Leveling the type and amount of production over a fixed period of time, allowing production to efficiently meet customer requirements.
Batch formation is avoided and inventories, capital costs, manpower and production lead time are minimized throughout the value stream.
When leveling the quantity of production, imagine that a producer routinely receives orders for 500 items per week, but with considerable variation each day: on Monday an order for 200 items arrives, on Tuesday one for 100, on Wednesday one for 50, on Thursday one for 100 and on Friday one for
50. To level out production, the producer could ensure that there is a small buffer of finished goods ready for delivery. That way he can adequately respond to Monday's high demand and keep daily production at 100 throughout the week. By keeping a small amount of finished goods in stock at the very end of the value stream, this producer can level the demand for his plant and his suppliers, making more efficient use of his assets throughout the value stream and responding appropriately to customer demand.

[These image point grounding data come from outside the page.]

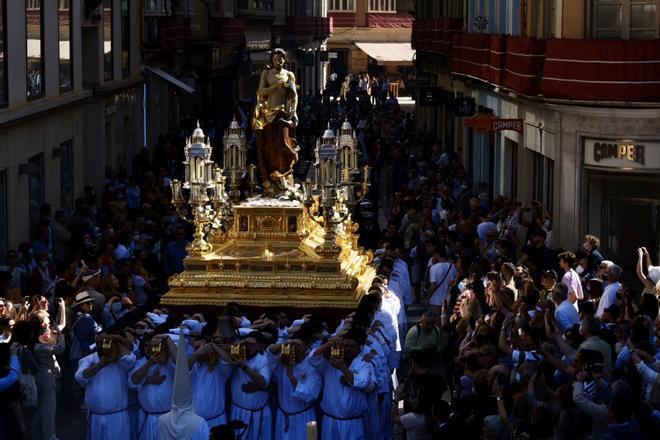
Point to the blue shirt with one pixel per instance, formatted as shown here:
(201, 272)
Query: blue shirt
(173, 257)
(12, 377)
(566, 316)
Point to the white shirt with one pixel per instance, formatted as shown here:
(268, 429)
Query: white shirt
(415, 425)
(566, 315)
(572, 280)
(436, 274)
(608, 298)
(121, 252)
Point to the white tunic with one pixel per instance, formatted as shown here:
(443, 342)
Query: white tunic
(209, 391)
(295, 405)
(155, 400)
(402, 275)
(343, 406)
(252, 408)
(106, 397)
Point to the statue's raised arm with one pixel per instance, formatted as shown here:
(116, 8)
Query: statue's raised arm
(274, 122)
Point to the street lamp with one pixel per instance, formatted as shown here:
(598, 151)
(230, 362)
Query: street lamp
(235, 159)
(333, 189)
(204, 183)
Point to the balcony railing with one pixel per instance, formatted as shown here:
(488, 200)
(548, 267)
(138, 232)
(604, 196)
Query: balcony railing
(310, 28)
(256, 9)
(165, 32)
(579, 70)
(435, 35)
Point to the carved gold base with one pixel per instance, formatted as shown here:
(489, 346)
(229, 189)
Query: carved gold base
(269, 258)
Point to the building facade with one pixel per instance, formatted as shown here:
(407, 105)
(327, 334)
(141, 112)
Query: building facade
(201, 56)
(370, 36)
(583, 76)
(62, 121)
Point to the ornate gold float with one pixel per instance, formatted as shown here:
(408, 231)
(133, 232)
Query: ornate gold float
(294, 250)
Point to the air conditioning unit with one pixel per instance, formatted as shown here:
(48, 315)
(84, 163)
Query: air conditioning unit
(155, 7)
(184, 8)
(222, 8)
(92, 12)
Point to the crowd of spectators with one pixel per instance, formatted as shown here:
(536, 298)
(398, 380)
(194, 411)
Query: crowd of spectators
(517, 340)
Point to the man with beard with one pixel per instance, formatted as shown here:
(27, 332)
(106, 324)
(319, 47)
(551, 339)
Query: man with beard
(104, 375)
(298, 386)
(249, 381)
(210, 369)
(346, 376)
(153, 379)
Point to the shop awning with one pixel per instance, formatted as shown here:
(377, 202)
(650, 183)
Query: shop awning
(388, 53)
(34, 48)
(170, 79)
(257, 37)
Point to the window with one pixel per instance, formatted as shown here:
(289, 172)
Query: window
(382, 5)
(342, 5)
(108, 65)
(264, 5)
(543, 180)
(4, 226)
(125, 40)
(298, 8)
(634, 19)
(35, 189)
(66, 174)
(34, 30)
(66, 49)
(544, 19)
(3, 53)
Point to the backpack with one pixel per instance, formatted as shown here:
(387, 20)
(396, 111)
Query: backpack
(27, 387)
(75, 352)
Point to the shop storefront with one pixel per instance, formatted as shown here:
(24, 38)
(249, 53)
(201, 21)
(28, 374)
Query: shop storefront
(623, 196)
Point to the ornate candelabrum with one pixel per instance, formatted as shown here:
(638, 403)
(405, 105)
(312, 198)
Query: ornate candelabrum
(333, 185)
(235, 160)
(205, 185)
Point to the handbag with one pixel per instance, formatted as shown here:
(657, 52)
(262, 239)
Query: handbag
(28, 387)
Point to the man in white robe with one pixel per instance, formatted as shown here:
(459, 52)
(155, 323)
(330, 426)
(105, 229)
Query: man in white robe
(105, 379)
(345, 380)
(298, 387)
(153, 379)
(249, 382)
(181, 422)
(208, 372)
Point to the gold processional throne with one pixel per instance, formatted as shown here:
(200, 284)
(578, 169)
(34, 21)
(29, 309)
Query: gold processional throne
(272, 252)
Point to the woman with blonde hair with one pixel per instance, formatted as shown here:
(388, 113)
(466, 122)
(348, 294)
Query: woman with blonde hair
(49, 342)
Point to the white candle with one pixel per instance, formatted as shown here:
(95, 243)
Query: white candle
(251, 172)
(311, 431)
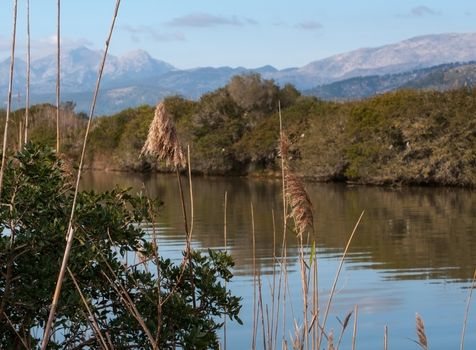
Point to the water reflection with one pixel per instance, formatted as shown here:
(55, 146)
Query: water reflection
(410, 244)
(409, 233)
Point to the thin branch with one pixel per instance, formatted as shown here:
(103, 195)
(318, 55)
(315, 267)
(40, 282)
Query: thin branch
(58, 74)
(10, 87)
(467, 310)
(326, 313)
(28, 64)
(70, 232)
(94, 323)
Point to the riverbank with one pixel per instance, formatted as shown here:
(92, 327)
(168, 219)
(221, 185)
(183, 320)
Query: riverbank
(399, 138)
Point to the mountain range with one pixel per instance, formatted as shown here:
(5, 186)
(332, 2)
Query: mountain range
(137, 78)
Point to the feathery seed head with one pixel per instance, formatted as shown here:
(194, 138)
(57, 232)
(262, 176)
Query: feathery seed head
(162, 141)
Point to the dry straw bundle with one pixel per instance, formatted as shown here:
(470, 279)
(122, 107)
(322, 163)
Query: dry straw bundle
(297, 197)
(162, 141)
(300, 204)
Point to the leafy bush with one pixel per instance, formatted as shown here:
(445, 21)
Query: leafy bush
(37, 197)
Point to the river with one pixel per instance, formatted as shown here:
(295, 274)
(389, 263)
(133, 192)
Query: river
(414, 252)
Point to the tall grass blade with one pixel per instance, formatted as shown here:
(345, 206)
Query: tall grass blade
(354, 332)
(334, 285)
(420, 328)
(9, 99)
(28, 66)
(58, 74)
(467, 310)
(70, 232)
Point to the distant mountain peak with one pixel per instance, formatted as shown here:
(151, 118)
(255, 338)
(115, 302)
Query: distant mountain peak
(142, 78)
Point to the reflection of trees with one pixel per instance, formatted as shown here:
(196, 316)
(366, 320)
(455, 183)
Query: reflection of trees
(414, 232)
(410, 233)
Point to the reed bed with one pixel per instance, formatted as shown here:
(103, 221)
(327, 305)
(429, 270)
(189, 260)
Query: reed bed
(162, 143)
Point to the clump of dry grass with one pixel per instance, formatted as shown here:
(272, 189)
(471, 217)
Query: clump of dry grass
(297, 197)
(300, 204)
(162, 141)
(420, 327)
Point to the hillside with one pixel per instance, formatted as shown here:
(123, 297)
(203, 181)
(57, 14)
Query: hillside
(136, 78)
(403, 137)
(441, 78)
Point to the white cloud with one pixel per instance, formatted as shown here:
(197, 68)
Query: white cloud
(420, 11)
(203, 20)
(137, 32)
(309, 25)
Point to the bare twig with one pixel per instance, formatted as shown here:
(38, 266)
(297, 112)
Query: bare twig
(225, 244)
(420, 328)
(94, 323)
(255, 310)
(70, 232)
(334, 285)
(58, 75)
(354, 332)
(28, 64)
(24, 343)
(10, 87)
(467, 310)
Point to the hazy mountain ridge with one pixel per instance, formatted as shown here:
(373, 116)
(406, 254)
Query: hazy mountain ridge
(137, 78)
(443, 77)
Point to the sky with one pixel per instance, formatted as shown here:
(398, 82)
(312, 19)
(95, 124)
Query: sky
(248, 33)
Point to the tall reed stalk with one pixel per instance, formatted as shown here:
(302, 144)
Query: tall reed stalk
(70, 232)
(58, 74)
(226, 249)
(9, 100)
(334, 285)
(466, 313)
(28, 65)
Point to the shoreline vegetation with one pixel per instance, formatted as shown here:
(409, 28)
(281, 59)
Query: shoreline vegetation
(406, 137)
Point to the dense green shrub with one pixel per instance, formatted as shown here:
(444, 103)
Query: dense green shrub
(36, 205)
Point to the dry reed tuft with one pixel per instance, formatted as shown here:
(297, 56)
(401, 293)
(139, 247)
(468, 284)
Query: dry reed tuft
(162, 141)
(330, 341)
(283, 149)
(420, 327)
(298, 199)
(300, 204)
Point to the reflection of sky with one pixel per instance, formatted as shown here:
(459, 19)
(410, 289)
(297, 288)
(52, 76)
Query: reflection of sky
(409, 255)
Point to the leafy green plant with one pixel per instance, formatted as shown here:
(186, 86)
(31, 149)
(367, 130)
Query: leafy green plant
(109, 227)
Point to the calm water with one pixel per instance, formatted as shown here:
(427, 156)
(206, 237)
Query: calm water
(414, 252)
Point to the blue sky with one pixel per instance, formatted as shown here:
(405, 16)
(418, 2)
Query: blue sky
(250, 33)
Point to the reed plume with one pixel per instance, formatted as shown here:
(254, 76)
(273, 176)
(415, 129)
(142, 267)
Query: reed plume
(298, 200)
(300, 204)
(162, 141)
(330, 341)
(420, 327)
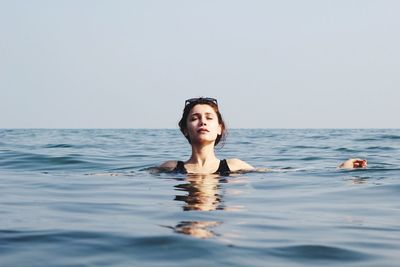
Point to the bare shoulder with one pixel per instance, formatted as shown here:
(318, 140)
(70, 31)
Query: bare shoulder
(169, 165)
(239, 165)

When leveling the type of product (see also illustration page 35), imagine that a company making T-shirts offers models A, B, C and D to the public and that the weekly demand for T-shirts is five of model A, three of model B and two each of models C and D. A mass producer, trying to achieve economies of scale and minimize changeovers, would probably produce these products in the weekly order AAAAABABBBCCDD.
A Lean manufacturer, realizing what happens when it sends large, infrequent orders to suppliers, would strive to incorporate the repeating sequence AABCDAABCDAB and make matching improvements to the production system, such as reduction of changeover times. Depending on changing customer orders, this sequence would be adjusted periodically.
In Japanese, the word heijunka roughly means 'equalization'.